The ScopeFilterUpdateRunner is simpler, as its inputs are in the configuration file and are small. The steps are:

Call irrd.scopefilter.validators.ScopeFilterValidator to validate all current route(6) objects, and determine for which objects the status has changed.
Pass the objects for which the status has changed to the database handler, which will update the local state and create journal entries if needed.

The same ScopeFilterValidator is used for validating single route objects, as it has no startup cost.

RPSL parsing and validation¶

All RPSL parsing and validation takes places in irrd.rpsl. This has a class for each supported RPSL object class, and an extensive parser to read RPSL text. It also extracts metadata, like the relevant prefix or origin from a route object, which is stored in separate columns in the SQL database.

This module is the single source of truth for the structure of RPSL objects, and is used in any place where RPSL objects are parsed. The GraphQL interface also uses it to generate GraphQL schemas.

The particulars of object validation are documented in more detail.

The Python representations of RPSL objects in this module also provide contextual information on the relation between objects. Some, like RPSLMntner, contain additional logic such as validating passwords against a mntner object.

Configuration¶

The configuration module in irrd.conf provides other modules access to the IRRd configuration. It loads a default config, followed by the user’s config file. A SIGHUP will reload the configuration, but only after all checks have passed on the new config. However, some settings are only read on startup, and therefore will not take effect until a restart.

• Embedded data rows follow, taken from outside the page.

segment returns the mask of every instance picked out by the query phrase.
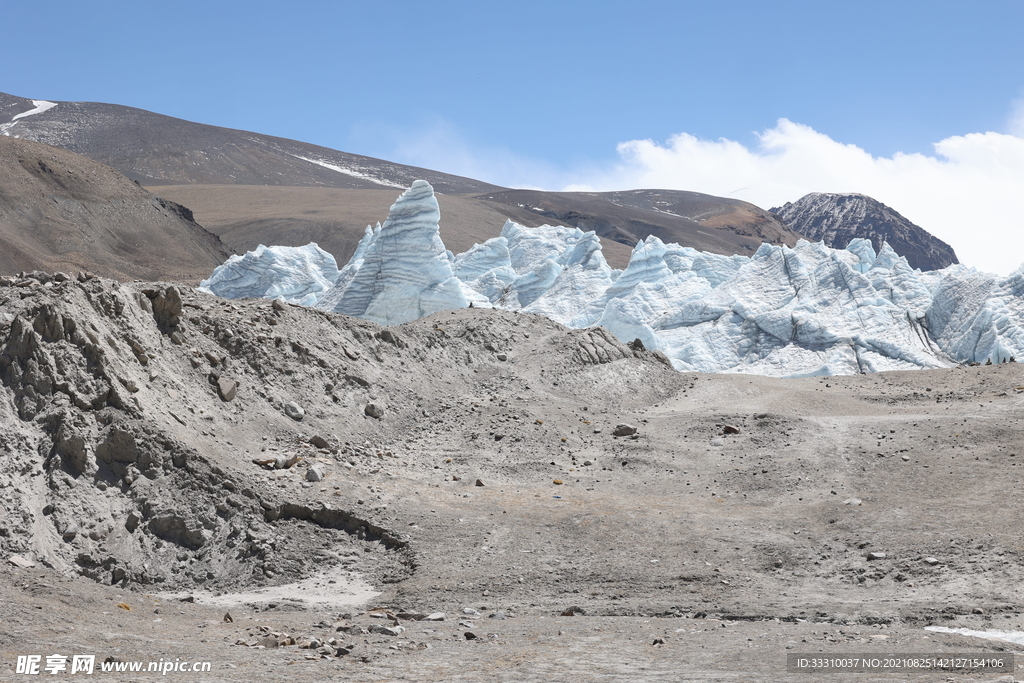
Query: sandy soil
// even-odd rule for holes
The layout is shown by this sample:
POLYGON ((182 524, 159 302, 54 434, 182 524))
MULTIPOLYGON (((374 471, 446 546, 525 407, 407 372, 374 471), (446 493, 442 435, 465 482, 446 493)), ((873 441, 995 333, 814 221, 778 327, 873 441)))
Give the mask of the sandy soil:
POLYGON ((807 681, 787 653, 1021 650, 924 630, 1024 631, 1019 364, 683 375, 530 315, 382 330, 178 291, 0 288, 0 544, 36 562, 0 570, 0 679, 65 650, 211 681, 807 681))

The different settings and when they take effect are listed in the configuration documentation.

Scripts¶

This module contains scripts intended to be run from the command line. They are installed by setup.py, with the prefix irrd_.

database_downgrade and database_upgrade are small wrappers around Alembic to migrate the database between versions.
load_database and update_database import RPSL data from local files.
mirror_force_reload is a small wrapper to set the force_reload flag, which forces RPSLMirrorImportUpdateRunner to do a full reload rather than NRTM updates.
submit_email will read an email with updates from stdin and process them. This is the expected entry point for processing incoming email.
submit_changes will read direct RPSL submissions from stdin and process them. It does not support PGP.
rpsl_read reads files with RPSL data, and inserts them into the database. It is mainly intended for testing, as it does not include aspects like source status metadata updates.
query_qa_comparison is used for QA tests in query handling.

Note that as separate scripts, they always acts on the current configuration file - not on the configuration that IRRd started with. The latter two scripts are not included in distributions.

Utilities¶

The irrd.utils module contains a few parts used in other places:

A class for extracting text and PGP metadata from plain and multipart emails, along with other metadata.
A wrapper around gpg to validate an inline or PGP/MIME signature.
A small support layer for multiprocessing.
Sample RPSL objects used for tests.
Text utilities for working with RPSL paragraphs and lines, stripping password hashes, and text conversions.
Validators for AS numbers and change submissions.
A small whois client, used by the status info page.